They Can be Your Hero, Baby

Living in a different culture can be very interesting.  I learn about myself just as much as others.  For instance, why are pancakes okay for breakfast but cake isn’t?  Really, there’s not a lot of nutritional difference.

I now dwell in a land steeped in traditions, some of which are millennia old.  This means abiding by rules that I don’t always know or understand.  This can prove quite mind boggling as I work to determine what I can and can’t wear or what food items go together.  Thankfully, the mandate of hospitality means others should share their wealth of information and knowledge with me so as to preserve my life and reputation.  No one wants a dead or injured American on their hands.  And everyone loves to be a hero.  This is actually one of the things I love about the Middle East: everyone is quick to help others.  They all want to share their favorite recipes or their way of doing whatever it is you need to do.  It’s beautiful.  It’s community.

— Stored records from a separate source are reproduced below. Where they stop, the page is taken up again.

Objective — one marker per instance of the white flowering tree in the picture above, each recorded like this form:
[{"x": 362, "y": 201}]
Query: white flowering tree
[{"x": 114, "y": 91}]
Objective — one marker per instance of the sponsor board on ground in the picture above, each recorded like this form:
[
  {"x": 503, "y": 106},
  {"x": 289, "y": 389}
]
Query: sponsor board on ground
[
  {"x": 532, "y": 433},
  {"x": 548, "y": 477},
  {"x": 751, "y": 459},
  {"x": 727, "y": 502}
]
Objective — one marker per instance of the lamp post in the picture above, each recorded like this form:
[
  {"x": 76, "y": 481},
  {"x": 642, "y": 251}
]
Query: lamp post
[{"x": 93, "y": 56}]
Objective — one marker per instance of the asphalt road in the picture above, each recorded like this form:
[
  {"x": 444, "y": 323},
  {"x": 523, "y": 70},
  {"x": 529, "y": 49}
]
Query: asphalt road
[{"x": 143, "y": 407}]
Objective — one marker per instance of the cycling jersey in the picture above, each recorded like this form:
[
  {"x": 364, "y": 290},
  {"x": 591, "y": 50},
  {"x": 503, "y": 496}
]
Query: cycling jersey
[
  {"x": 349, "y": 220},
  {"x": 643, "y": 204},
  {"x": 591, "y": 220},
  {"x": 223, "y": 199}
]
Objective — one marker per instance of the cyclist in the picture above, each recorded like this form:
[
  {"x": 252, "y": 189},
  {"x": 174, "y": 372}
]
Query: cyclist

And so, their help is usually welcomed.  I am particularly grateful for a friend pulling me aside and showing me a better way to walk down the street so as to attract less attention.  And for another friend who taught me how to host properly.

Occasionally, though, this advice is ill-founded.  Awhile back my friend kept trying to save me from certain suffocation by moving all my plants to the balcony.  In this way, she was preventing “reverse photosynthesis” from removing all my oxygen.  No amount of scientific evidence would sway her belief.  And just last week, while at a coastal city, I ordered shrimp with banana-milk.  The waiter was very reticent to place my order as shrimp and milk don’t mix.  I thanked him for his concern and assured him I’d be fine.  And I was.

Life overseas is an interesting adventure of paradoxes and juxtapositions.  As I wade through the muddy waters of culture and tradition, I am faced with my own culture’s faults and fallacies.  I’ve learned to blend my own culture with my host culture, creating an entirely new me in the process.

And I’ve learned that at times, it’s okay to let others be your hero.  Even if you didn’t think you needed saving.  You never know what you might discover.